Info: Easter and May-Sep Mon-Sat 1100-1300 and 1400-1700, Sun 1330-1700; weekends in Oct 1330-1600. Tel 860426. First Edinburgh bus No 106 from Edinburgh to East Linton (Tel 0131-6639233).
Just to the south of East Linton is Traprain Law, which offers fantastic views of the coast and hinterland of East Lothian as well as being the site of a prehistoric hillfort. Near the foot of Traprain Law are the extensive 13th-15th-century ruins of Hailes Castle.
Five miles south of Haddington, on the B6369, is the pretty little village of Gifford, birthplace of the Reverend John Witherspoon (in 1723), who was a signatory to the American Declaration of Independence. Gifford makes a good base for hiking in the Lammermuir Hills to the south. It's possible to follow trails across the hills and meet up with the Southern Upland Way
Haddington Hotels & Accommodation
There are some top-class hotels in and around town, such as the Maitlandfield House Hotel, 24 Sidegate, Tel 826513, www.maitlandfieldhotel.fsnet.co.uk, which boasts 2 very fine restaurants; and Browns Hotel, 1 West Rd, Tel/Fax 822254, www.browns-hotel .com, an elegant Regency town house. A couple of miles out of town is Abbey Mains , Tel 823286, a large stone farmhouse with its own kitchen garden. Evening meals also available. A cheaper option is the Plough Tavern , at 11 Court St, Tel 823326, a traditional inn serving decent food; or B&B at Schiehallion , 19 Church St, Tel 825663.

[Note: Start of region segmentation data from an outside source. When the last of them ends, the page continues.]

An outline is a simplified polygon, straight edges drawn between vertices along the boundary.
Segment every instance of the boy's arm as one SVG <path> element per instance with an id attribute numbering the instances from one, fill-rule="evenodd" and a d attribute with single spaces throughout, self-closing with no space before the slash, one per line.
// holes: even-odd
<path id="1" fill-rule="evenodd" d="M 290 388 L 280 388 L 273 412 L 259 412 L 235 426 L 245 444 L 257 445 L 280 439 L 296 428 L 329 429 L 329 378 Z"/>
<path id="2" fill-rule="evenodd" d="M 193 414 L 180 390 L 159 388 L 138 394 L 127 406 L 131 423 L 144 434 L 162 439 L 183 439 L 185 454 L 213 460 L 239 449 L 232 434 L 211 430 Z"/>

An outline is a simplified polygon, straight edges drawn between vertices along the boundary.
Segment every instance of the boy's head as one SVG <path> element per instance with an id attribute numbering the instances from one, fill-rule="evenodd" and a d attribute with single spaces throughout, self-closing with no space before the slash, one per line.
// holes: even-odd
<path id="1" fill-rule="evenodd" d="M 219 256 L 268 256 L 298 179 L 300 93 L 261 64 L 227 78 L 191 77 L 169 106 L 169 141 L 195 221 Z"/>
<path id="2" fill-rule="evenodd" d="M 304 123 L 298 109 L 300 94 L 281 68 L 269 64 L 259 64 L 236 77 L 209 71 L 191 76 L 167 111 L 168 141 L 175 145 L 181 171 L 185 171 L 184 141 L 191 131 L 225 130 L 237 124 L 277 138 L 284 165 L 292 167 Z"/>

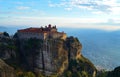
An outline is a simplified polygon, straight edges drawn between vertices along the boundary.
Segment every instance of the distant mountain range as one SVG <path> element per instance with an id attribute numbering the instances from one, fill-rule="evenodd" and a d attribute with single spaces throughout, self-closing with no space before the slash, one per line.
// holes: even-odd
<path id="1" fill-rule="evenodd" d="M 82 43 L 82 53 L 97 68 L 112 70 L 120 65 L 120 31 L 65 29 Z"/>

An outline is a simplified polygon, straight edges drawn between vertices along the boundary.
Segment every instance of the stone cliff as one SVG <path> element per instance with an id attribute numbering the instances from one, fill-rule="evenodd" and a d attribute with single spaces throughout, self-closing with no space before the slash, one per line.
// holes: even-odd
<path id="1" fill-rule="evenodd" d="M 11 70 L 11 75 L 15 74 L 16 77 L 41 77 L 39 74 L 56 77 L 95 77 L 96 68 L 82 56 L 81 49 L 82 44 L 75 37 L 67 37 L 66 40 L 0 38 L 0 58 L 9 64 L 10 67 L 6 67 Z M 1 73 L 3 71 L 0 70 Z M 1 74 L 1 77 L 12 77 L 9 70 L 6 74 Z"/>
<path id="2" fill-rule="evenodd" d="M 74 37 L 68 37 L 66 40 L 29 39 L 22 40 L 20 43 L 25 60 L 23 62 L 26 62 L 27 68 L 30 68 L 34 72 L 43 72 L 45 75 L 54 73 L 61 75 L 68 69 L 71 60 L 83 59 L 83 56 L 81 55 L 82 45 L 79 40 Z M 84 63 L 81 64 L 82 66 L 84 64 L 88 66 L 86 66 L 86 71 L 89 68 L 93 68 L 89 69 L 90 74 L 93 74 L 95 68 L 93 65 L 87 64 L 87 62 L 88 61 L 84 61 Z"/>

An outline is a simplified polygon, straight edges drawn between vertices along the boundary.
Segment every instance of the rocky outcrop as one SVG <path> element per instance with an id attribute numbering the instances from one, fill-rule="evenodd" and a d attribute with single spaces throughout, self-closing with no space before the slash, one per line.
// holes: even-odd
<path id="1" fill-rule="evenodd" d="M 79 40 L 74 37 L 68 37 L 66 40 L 39 40 L 34 38 L 22 40 L 20 43 L 27 68 L 33 71 L 37 70 L 37 72 L 41 71 L 45 75 L 51 75 L 53 73 L 61 75 L 68 69 L 71 60 L 83 59 L 81 55 L 82 45 Z M 86 71 L 89 70 L 89 74 L 94 74 L 96 69 L 91 65 L 92 63 L 90 63 L 90 65 L 89 63 L 90 61 L 81 63 L 82 66 L 80 68 L 85 64 L 88 66 Z"/>
<path id="2" fill-rule="evenodd" d="M 15 71 L 16 69 L 32 71 L 36 75 L 42 73 L 45 76 L 51 74 L 64 76 L 64 73 L 70 71 L 81 75 L 87 73 L 89 77 L 95 77 L 96 69 L 88 59 L 82 56 L 81 49 L 82 45 L 75 37 L 67 37 L 64 40 L 61 38 L 0 39 L 0 58 L 15 68 Z M 10 69 L 10 76 L 12 76 L 14 69 L 9 68 L 9 65 L 5 66 Z M 3 76 L 2 67 L 0 72 Z M 9 75 L 7 73 L 4 77 Z M 21 76 L 21 73 L 19 74 Z M 72 76 L 74 77 L 74 74 Z"/>
<path id="3" fill-rule="evenodd" d="M 15 77 L 13 67 L 10 67 L 1 59 L 0 59 L 0 77 Z"/>

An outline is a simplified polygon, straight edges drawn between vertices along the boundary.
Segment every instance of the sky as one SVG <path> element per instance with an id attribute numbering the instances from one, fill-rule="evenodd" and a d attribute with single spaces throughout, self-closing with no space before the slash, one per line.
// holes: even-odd
<path id="1" fill-rule="evenodd" d="M 0 0 L 0 26 L 120 30 L 120 0 Z"/>

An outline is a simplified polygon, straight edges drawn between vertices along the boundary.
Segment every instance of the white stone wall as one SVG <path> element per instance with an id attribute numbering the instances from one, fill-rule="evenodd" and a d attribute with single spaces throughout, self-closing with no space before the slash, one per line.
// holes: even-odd
<path id="1" fill-rule="evenodd" d="M 18 32 L 18 37 L 20 39 L 29 39 L 29 38 L 44 39 L 44 34 L 43 33 Z"/>

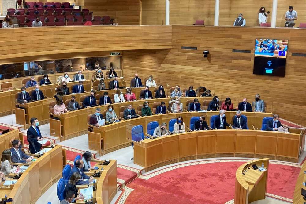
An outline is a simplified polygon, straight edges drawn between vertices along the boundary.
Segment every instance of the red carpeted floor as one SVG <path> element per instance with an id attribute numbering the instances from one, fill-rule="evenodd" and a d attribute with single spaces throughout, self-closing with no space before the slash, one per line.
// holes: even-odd
<path id="1" fill-rule="evenodd" d="M 185 166 L 147 180 L 141 176 L 127 185 L 134 190 L 125 203 L 224 204 L 234 198 L 236 171 L 245 162 Z M 300 170 L 296 166 L 271 164 L 267 193 L 292 199 Z"/>

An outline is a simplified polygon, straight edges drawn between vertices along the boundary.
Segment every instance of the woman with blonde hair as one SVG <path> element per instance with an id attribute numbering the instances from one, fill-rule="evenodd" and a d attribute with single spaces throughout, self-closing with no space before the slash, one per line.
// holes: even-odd
<path id="1" fill-rule="evenodd" d="M 175 89 L 171 93 L 171 98 L 180 98 L 181 97 L 182 95 L 181 88 L 179 86 L 177 85 L 175 86 Z"/>
<path id="2" fill-rule="evenodd" d="M 114 96 L 114 100 L 115 103 L 120 103 L 120 102 L 125 102 L 124 100 L 124 97 L 123 97 L 123 95 L 122 94 L 122 91 L 120 89 L 118 89 L 116 91 L 116 94 Z"/>
<path id="3" fill-rule="evenodd" d="M 2 21 L 2 27 L 4 28 L 13 27 L 13 22 L 10 17 L 8 15 L 5 16 Z"/>
<path id="4" fill-rule="evenodd" d="M 153 79 L 153 76 L 152 75 L 149 76 L 148 80 L 146 82 L 146 86 L 149 87 L 156 86 L 156 83 L 155 83 L 155 81 Z"/>

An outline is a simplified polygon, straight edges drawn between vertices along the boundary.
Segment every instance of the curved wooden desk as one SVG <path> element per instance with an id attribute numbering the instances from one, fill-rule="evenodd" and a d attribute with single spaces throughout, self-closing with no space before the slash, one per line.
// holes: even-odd
<path id="1" fill-rule="evenodd" d="M 202 130 L 174 134 L 134 143 L 134 163 L 146 171 L 198 159 L 255 158 L 297 162 L 304 147 L 302 136 L 246 130 Z"/>
<path id="2" fill-rule="evenodd" d="M 160 124 L 162 122 L 168 124 L 171 119 L 181 116 L 184 119 L 185 125 L 189 127 L 190 118 L 192 117 L 205 116 L 206 117 L 206 121 L 209 124 L 210 117 L 218 114 L 218 111 L 208 111 L 158 114 L 123 121 L 99 128 L 94 127 L 94 132 L 88 132 L 89 148 L 99 152 L 100 155 L 102 155 L 130 145 L 130 142 L 126 138 L 131 139 L 131 131 L 133 127 L 136 125 L 142 125 L 144 132 L 146 133 L 147 125 L 150 122 L 157 121 Z M 228 123 L 231 123 L 231 121 L 233 121 L 236 114 L 235 111 L 228 111 L 226 113 Z M 248 117 L 248 123 L 249 128 L 251 128 L 252 125 L 254 125 L 256 128 L 261 128 L 263 118 L 265 117 L 271 117 L 272 115 L 272 113 L 267 113 L 246 112 L 243 114 Z M 80 120 L 80 117 L 79 120 Z"/>
<path id="3" fill-rule="evenodd" d="M 248 204 L 265 199 L 268 181 L 269 161 L 268 158 L 256 160 L 242 164 L 237 170 L 235 187 L 235 204 Z M 264 171 L 260 171 L 258 169 L 254 170 L 251 166 L 255 164 L 259 168 L 263 163 L 267 170 Z"/>

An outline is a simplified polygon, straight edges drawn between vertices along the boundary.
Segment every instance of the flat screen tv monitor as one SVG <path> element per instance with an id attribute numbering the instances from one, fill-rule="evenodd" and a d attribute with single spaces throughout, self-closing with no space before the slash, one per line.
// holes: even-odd
<path id="1" fill-rule="evenodd" d="M 253 74 L 284 77 L 288 40 L 255 40 Z"/>

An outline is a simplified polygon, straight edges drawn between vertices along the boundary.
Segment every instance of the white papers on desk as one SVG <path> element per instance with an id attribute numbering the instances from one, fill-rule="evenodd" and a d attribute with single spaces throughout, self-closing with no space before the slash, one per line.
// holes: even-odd
<path id="1" fill-rule="evenodd" d="M 285 128 L 282 126 L 281 126 L 277 128 L 277 130 L 278 132 L 282 132 L 283 133 L 288 133 L 288 129 L 287 128 Z"/>
<path id="2" fill-rule="evenodd" d="M 80 192 L 82 194 L 83 196 L 85 197 L 84 200 L 89 200 L 91 199 L 92 196 L 92 186 L 80 190 Z"/>
<path id="3" fill-rule="evenodd" d="M 48 139 L 43 139 L 41 141 L 38 141 L 38 143 L 40 143 L 42 144 L 44 144 L 48 142 Z"/>
<path id="4" fill-rule="evenodd" d="M 51 149 L 52 149 L 52 148 L 51 147 L 46 147 L 43 149 L 38 152 L 35 153 L 35 154 L 38 155 L 39 155 L 40 154 L 43 154 L 43 153 L 44 153 L 45 151 L 46 151 L 46 152 L 48 152 Z"/>
<path id="5" fill-rule="evenodd" d="M 13 184 L 15 184 L 17 182 L 17 180 L 9 180 L 8 181 L 6 181 L 4 182 L 4 183 L 3 184 L 3 185 L 4 186 L 7 185 L 11 185 Z"/>

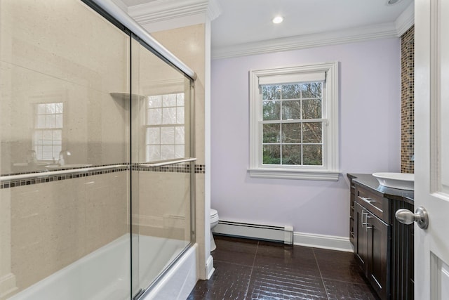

There are several very good places to eat, including vegetarian-friendly The Waterside, Tel 825674, by the river near Nungate Bridge, where you can enjoy excellent French bistro-style food at mid-range prices. Open 1200-1400, 1730-2200 (1200-2200 at weekends). Also good is Poldrate's, Tel 826882, in a converted mill on the road to Gifford (mid-range). Another place in Gifford worth trying is the Tweedale Arms, on the High St, Tel 810240, which serves tasty bar food 1100-2300 (mid-range) and good ales; also rooms.
A great place for a pub lunch is the Drover's Inn in East Linton, Tel 860298, where you can sit outside on a sunny day, or stay inside in the cosy bistro. Either way, the food is excellent and worth the trip alone. The Victoria Inn , Tel 823332, on Court St, also does decent bar meals as well as hosting the Haddington Folk Club on Wed nights.
Travel Directions to Haddington
First Edinburgh run regular buses to and from Edinburgh, Tel 0131-6639233. There are also hourly buses to North Berwick (Mon-Sat, less frequently on Sun; 45 mins) and hourly buses to Gifford(20 mins).